I also think that you in practice probably would have to allow some uninterpretable components to maintain competitive performance, at least in some domains. One reason for this is of course that there simply might not be any interpretable computer program which solves the given task (*). Moreover, even if such a program does exist, it may plausibly be infeasibly difficult to find (even with the help of powerful AI systems). However, some black-box components might be acceptable (depending on how the AI is used, etc), and it seems like partial successes would be useful even if the full version of the problem isn't solved (at least under the assumption that interpretability is useful, even if the full version of interpretability isn't solved).
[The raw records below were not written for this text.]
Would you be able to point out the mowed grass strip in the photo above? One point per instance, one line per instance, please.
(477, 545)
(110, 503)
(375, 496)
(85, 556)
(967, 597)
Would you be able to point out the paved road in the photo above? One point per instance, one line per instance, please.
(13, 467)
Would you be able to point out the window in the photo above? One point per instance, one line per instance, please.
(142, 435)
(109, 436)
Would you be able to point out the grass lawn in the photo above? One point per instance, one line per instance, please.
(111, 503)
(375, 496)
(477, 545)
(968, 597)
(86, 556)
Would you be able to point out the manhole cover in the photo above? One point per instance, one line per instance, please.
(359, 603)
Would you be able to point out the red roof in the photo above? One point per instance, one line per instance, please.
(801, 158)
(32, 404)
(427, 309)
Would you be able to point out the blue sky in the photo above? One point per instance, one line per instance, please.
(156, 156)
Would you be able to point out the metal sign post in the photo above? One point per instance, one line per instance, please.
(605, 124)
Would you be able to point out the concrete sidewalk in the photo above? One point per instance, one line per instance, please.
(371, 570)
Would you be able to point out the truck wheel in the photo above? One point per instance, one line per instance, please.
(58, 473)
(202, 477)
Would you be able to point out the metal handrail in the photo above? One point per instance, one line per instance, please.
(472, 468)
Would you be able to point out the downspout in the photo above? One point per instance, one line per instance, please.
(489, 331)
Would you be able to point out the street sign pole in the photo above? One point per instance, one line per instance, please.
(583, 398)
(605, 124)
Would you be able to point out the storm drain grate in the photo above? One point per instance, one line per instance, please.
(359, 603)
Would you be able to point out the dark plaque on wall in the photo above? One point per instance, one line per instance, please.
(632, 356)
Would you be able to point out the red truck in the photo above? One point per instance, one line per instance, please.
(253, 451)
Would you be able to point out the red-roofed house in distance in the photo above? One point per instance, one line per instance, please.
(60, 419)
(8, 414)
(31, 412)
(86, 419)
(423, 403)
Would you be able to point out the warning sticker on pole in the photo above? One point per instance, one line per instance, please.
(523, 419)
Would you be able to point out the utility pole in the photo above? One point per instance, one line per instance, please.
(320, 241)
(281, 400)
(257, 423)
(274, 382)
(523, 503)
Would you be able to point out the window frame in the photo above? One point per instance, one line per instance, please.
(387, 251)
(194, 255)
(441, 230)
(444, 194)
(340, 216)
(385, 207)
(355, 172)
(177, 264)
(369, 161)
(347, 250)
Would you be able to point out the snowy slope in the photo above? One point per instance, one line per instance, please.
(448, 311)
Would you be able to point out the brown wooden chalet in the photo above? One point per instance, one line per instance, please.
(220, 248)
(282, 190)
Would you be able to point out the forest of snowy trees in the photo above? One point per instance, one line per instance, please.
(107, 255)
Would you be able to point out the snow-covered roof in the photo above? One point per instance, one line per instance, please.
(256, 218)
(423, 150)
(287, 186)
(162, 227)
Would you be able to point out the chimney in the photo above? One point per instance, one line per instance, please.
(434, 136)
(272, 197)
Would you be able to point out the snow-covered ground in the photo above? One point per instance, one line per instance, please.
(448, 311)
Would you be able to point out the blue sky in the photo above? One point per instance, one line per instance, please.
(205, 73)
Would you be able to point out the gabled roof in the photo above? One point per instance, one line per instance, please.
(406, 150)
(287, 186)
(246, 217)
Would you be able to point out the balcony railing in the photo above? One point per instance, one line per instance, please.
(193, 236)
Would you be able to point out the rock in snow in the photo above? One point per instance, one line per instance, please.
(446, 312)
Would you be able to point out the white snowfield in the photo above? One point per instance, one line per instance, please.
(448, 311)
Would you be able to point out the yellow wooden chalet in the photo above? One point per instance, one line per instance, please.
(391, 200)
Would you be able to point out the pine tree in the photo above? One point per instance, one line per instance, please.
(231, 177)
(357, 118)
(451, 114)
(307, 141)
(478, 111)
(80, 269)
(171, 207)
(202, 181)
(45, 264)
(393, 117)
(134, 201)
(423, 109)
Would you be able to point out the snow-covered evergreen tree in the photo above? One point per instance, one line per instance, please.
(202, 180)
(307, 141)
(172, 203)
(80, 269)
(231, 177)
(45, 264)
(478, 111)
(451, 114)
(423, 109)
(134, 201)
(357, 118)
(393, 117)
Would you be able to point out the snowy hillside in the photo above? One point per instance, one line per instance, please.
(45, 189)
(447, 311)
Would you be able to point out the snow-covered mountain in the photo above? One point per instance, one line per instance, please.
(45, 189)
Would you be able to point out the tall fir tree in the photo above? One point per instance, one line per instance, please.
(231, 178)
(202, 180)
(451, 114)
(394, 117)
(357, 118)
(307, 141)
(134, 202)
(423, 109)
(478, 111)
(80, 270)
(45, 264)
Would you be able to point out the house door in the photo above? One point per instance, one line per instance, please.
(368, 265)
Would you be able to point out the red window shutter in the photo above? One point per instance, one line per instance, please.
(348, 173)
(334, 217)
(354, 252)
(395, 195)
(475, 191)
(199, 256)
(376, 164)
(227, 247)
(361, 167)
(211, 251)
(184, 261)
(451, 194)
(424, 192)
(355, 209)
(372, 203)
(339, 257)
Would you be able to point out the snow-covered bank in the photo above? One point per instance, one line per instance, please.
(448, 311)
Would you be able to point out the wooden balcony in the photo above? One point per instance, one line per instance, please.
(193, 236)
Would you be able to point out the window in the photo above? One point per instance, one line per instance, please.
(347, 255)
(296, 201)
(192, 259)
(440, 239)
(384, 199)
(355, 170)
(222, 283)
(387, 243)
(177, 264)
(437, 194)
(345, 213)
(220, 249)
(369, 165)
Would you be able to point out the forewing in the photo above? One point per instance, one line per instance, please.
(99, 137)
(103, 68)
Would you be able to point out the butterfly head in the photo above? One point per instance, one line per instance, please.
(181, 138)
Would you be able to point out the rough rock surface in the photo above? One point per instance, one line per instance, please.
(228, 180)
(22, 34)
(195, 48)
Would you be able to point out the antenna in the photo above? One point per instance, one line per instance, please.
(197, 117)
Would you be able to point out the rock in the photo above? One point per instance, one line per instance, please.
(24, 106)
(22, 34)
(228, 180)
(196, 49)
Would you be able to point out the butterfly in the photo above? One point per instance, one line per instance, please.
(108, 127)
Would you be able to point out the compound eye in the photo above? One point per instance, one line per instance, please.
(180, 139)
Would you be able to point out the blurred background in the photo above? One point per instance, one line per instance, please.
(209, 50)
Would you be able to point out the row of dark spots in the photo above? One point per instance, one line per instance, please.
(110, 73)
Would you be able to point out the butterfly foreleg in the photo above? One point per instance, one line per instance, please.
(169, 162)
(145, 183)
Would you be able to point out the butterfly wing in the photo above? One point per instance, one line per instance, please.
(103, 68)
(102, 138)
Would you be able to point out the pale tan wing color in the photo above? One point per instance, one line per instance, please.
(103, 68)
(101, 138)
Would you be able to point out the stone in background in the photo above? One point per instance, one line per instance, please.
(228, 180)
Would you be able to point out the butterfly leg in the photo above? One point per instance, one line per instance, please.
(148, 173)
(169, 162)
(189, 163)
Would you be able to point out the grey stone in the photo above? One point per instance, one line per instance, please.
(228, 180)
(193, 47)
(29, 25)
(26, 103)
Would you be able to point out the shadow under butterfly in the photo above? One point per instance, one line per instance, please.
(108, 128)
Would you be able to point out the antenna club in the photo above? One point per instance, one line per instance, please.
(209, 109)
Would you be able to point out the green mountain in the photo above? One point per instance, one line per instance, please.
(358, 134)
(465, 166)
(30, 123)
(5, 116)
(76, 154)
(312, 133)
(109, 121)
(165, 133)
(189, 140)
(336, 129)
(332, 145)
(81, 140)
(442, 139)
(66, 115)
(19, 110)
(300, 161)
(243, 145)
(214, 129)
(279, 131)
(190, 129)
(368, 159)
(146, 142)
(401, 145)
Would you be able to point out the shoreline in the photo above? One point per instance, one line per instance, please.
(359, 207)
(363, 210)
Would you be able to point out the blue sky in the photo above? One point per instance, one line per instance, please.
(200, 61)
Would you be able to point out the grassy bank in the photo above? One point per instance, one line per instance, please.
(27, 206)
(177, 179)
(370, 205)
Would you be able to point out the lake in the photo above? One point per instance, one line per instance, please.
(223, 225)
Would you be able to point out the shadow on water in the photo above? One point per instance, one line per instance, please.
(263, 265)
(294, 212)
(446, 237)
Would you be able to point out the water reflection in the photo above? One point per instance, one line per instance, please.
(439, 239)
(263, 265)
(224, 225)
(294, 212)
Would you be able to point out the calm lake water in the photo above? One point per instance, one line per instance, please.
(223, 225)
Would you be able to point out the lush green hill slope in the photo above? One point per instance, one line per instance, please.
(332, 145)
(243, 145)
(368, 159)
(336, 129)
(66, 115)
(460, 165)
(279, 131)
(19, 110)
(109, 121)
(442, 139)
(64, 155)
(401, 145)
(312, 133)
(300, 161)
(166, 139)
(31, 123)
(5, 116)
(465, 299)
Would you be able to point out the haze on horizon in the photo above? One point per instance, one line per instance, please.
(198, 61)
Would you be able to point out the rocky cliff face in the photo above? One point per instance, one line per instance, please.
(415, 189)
I also think there is good reason to believe that quite a lot of the cognition that humans are capable of can be carried out by interpretable programs. For example, any problem where you can "explain your thought process" or "justify your answer" is probably (mostly) in this category. I also don't think that operations of the form "do X, because on average, this works well" necessarily are problematic, provided that "X" itself can be understood. Humans give each other advice like this all the time. For example, consider a recommendation like "when solving a maze, it's often a good idea to start from the end". I would say that this is interpretable, even without a deeper justification for why this is a good thing to do. At the end of the day, all knowledge must (in some way) be grounded in statistical regularities. If you ask a sequence of "why"-questions, you must eventually hit a point where you are no longer able to answer. As long as the resulting model itself can be understood and reasoned about, I think we should consider this to be a success. This also means that problems that can be solved by a large ensemble of simple heuristics arguably are fine, provided that the heuristics themselves are intelligible.
(*) It is also not fully clear to me if it even makes sense to say that a task can't be solved by an interpretable program. On an intuitive level, this seems to make sense. However, I'm not able to map this statement onto any kind of formal claim. Would it imply that there are things which are outside the reach of science? I consider it to at least be a live possibility that anything can be made interpretable.